Outrossim, a argumentação no sentido de que o gato teria medo do demandado, razão pela qual não teria se aproximado ou aceitado o alimento, é insuficiente para a afastar as assertivas da inicial, pois o animal foi atraído com peixe, alimento apreciado por gatos, e, ainda que não tenha chegado perto do réu, é possível que tenha voltado ao local para comer o que foi ali deixado.
Destarte, não havendo registro de reclamações por parte de qualquer outro condômino quanto à presença do animal, mas tão-somente do réu, o qual afirmou que tomaria, por conta própria, as “providências” necessárias, caso o síndico não as tomasse, e, sobretudo, considerando que se trata de condomínio fechado, cujo acesso é restrito, em tese, à moradores e visitantes, é possível afirmar, diante do contexto probatório, que o apelante foi responsável pelo evento narrado nos autos.
De outro lado, o dano moral sofrido pela parte autora é evidente, mormente se tratando de pessoa já sensibilizada quanto ao tema, que acolheu um animal de rua, com sinais de maus-tratos, dedicando-lhe todos os cuidados exigidos pela médica veterinária. São presumíveis as consequências operadas em quem perde abruptamente um animal de estimação, especialmente mediante uma atitude extremamente censurável como a dos autos, que merece ser coibida. Ressalte-se que se tratava de um ser indefeso, o qual, por ser domesticado e devidamente tratado contra doenças, não apresentava qualquer risco à saúde humana.
Sendo assim, impositiva a manutenção da condenação, em todos os seus termos, pois o valor arbitrado mostra-se adequado para compensar o dano sofrido e atender ao caráter punitivo-pedagógico da medida.
Por fim, quanto aos honorários advocatícios, merece ser mantido o percentual, pois, na sua fixação, foram consideradas as peculiaridades do caso concreto, a natureza da causa e o trabalho desenvolvido pelo advogado, consoante os critérios estabelecidos no artigo 20, § 3º, do CPC.

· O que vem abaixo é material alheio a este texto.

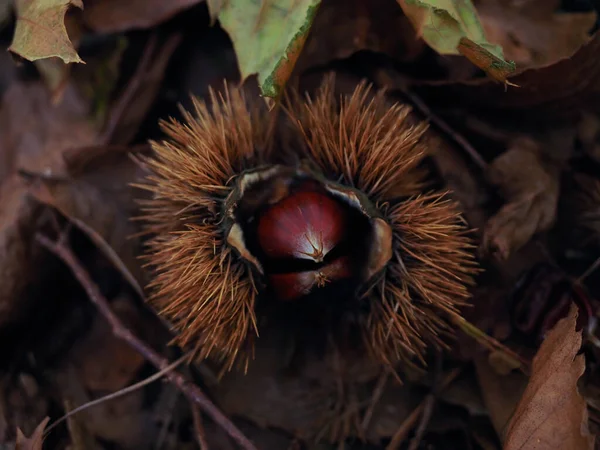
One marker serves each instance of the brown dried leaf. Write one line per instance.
(533, 33)
(113, 16)
(342, 28)
(35, 441)
(546, 96)
(34, 132)
(18, 215)
(530, 187)
(98, 198)
(552, 414)
(501, 393)
(40, 31)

Diante do exposto, voto no sentido de negar provimento à apelação.

Desa. Marilene Bonzanini (PRESIDENTE E REVISORA) - De acordo com o(a) Relator(a).
Des. Tasso Caubi Soares Delabary - De acordo com o(a) Relator(a).

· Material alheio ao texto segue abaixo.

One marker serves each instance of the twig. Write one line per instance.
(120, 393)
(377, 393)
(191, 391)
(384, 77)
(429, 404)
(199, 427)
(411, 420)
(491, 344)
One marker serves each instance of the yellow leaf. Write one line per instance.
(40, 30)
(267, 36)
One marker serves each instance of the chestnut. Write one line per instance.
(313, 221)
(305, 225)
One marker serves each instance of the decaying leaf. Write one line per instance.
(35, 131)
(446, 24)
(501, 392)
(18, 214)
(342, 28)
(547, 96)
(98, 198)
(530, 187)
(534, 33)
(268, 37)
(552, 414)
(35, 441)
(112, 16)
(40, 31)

DESA. MARILENE BONZANINI - Presidente - Apelação Cível nº 70036382869, Comarca de Canoas: "À UNANIMIDADE, NEGARAM PROVIMENTO À APELAÇÃO."

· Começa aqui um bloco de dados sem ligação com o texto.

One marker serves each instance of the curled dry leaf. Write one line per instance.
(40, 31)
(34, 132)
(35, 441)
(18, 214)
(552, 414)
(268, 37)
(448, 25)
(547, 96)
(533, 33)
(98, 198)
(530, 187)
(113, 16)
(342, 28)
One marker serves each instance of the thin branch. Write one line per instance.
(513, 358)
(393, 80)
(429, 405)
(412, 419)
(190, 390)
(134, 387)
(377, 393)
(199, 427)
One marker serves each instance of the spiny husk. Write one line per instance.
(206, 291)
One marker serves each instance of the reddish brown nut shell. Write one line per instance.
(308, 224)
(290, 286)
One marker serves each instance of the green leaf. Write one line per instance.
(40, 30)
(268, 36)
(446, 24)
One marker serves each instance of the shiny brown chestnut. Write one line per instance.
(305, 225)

Julgador(a) de 1º Grau: ADRIANA ROSA MOROZINI

Colaboração de Sheila Campos

Um comentário:

  1. Se vivemos em uma sociedade humanizada, os animais teriam o apreço devido ao que nos proporcionam de contato com a natureza, mesmo que domesticada. Fato é que os animais colaboram com a nossa existência desde os tempos idos,nos quais os cães protegiam as cavernas e os gansos protegeram Roma da invasão, gatos foram usados por exército contra os egípcios, por respeitarem estes animais como sagrados, assim como quase toda a fauna. Dizemos isto de uma civilização que perdurou por mais séculos que a romana, que teve respeito por animais considerados como sagrados, sem precisar irmos ao oriente extremo , mas recorrendo a base da civilização mediterrânea. Enfim, que o Direito cumpra a sua função de "educar" coercitivamente, punindo os que não conseguem viver em mínimo estado de harmonia com o seu meio. Penso que aqueles que maltratam covardemente um animal podem em princípio fazer o mesmo com humanos desprotegidos, como crianças ou idosos.